ATO’s revised view on LRBAs and the NALI risk

  • November 11, 2016
  • self managed super, SMSF Trustees

Overview of TD 2016/16

The Australian Taxation Office (‘ATO’) released Taxation Determination TD 2016/16 — Income tax: will the ordinary or statutory income of a self-managed superannuation fund be non-arm’s length income under subsection 295-550(1) of the Income Tax Assessment Act 1997 (ITAA 1997) when the parties to a scheme have entered into a limited recourse borrowing arrangement on terms which are not at arm’s length?

TD 2016/16 confirms the ATO’s view that where an SMSF trustee enters into a limited recourse borrowing arrangement (‘LRBA’) on non-arm’s length terms, it is necessary to consider whether the self managed superannuation fund (‘SMSF’) has derived more ordinary or statutory income under the scheme than it might have been expected to derive had the parties been dealing with each other at arm’s length in relation to the scheme. Non-arm’s length income (NALI) will only arise in those cases where the answer to this question is affirmative.

In answering this question, it is necessary to identify both the steps and the parties in relation to the scheme. This also requires an analysis of what the arm’s length borrowing terms would have been (‘hypothetical borrowing arrangement’).

It is then necessary to analyse whether it is reasonable to conclude that the SMSF trustee could have and would have entered into the hypothetical borrowing arrangement.

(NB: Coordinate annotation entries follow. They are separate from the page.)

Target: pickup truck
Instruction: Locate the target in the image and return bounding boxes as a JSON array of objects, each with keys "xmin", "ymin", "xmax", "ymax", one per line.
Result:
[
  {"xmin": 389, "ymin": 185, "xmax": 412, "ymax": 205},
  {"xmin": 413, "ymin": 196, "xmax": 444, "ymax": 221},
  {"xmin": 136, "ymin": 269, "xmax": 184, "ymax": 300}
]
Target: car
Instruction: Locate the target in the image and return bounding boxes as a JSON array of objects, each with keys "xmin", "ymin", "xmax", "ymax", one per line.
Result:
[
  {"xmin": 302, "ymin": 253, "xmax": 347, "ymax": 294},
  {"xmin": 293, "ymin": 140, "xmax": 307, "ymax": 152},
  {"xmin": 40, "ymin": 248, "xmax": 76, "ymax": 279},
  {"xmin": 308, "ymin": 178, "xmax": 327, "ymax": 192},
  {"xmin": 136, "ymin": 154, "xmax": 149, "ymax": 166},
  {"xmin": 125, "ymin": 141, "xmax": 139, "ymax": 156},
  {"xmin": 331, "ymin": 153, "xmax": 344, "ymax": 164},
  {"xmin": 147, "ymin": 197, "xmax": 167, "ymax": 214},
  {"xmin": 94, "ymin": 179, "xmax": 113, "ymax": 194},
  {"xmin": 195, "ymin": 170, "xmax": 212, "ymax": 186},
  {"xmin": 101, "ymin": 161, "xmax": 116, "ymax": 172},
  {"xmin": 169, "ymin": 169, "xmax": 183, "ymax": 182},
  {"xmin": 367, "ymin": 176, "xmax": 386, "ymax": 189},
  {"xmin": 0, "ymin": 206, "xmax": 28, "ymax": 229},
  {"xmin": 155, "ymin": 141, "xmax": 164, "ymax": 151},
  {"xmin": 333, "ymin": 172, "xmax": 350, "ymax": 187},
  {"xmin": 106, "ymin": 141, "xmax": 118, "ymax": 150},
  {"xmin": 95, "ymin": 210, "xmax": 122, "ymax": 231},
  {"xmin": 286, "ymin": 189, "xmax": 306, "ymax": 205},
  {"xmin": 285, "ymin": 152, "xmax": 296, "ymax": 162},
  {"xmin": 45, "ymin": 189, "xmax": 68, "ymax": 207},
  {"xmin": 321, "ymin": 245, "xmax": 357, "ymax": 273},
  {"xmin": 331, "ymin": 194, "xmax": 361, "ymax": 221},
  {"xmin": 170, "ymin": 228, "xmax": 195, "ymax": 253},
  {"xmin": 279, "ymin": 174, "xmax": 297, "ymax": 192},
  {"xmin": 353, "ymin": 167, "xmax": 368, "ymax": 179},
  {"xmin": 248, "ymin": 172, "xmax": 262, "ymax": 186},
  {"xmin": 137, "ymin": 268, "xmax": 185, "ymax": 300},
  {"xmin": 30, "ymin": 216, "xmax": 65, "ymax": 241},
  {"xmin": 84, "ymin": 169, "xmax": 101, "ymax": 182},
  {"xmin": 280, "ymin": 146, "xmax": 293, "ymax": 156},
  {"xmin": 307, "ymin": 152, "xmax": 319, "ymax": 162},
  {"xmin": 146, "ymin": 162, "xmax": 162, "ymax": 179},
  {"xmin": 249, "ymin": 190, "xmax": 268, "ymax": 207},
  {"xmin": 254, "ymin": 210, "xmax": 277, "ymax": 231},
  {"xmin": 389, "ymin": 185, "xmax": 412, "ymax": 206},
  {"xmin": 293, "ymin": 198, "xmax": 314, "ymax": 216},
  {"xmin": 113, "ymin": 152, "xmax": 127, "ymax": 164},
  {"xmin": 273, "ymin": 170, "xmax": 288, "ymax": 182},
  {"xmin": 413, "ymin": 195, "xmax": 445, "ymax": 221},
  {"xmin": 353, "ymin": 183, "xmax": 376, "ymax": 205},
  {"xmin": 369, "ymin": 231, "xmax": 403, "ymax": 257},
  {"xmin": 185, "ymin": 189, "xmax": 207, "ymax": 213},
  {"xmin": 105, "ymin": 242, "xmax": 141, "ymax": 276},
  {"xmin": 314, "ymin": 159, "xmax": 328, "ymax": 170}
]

The ATO view is that where it is reasonable to conclude that the SMSF trustee could not or would not have entered into the hypothetical borrowing arrangement, the SMSF will have derived more ordinary or statutory income under the scheme, and this income will be treated as NALI.

Accordingly, where s 295-550(1) applies, the total amount received by an SMSF trustee from the arrangement, after any applicable deductions to the extent they are attributable to that income, is taxed at the highest marginal tax rate plus the temporary budget repair levy (currently 47%), instead of the concessional tax rate that typically applies to SMSFs. This rate applies even if the SMSF is in pension phase (subject to the proposed $1.6 million balance cap).

TD 2016/16 states at [22] that:

where the SMSF can objectively establish with evidence that it could have and would have entered into the hypothetical borrowing arrangement, a comparison can then be made of the SMSF’s ordinary or statutory income from the scheme (where the parties have not been dealing with each other at arm’s length and have entered into an LRBA on terms which are not at arm’s length) and the income under the hypothetical borrowing arrangement.

Has the SMSF trustee derived a greater return?

ATO approach

The example provided in TD 2016/16 represents an extreme loan arrangement that provides limited practical guidance for the vast majority of related party LRBAs that may be almost but not quite in line with the safe harbour provisions set out in PCG 2016/5. The example in TD 2016/16 includes the following facts:

  • the loan to value ratio (‘LVR’) is 100%;
  • the interest rate is nil;
  • the loan term is 25 years, with no repayments required until the cessation of the loan term; and
  • a mortgage is provided in respect of the property.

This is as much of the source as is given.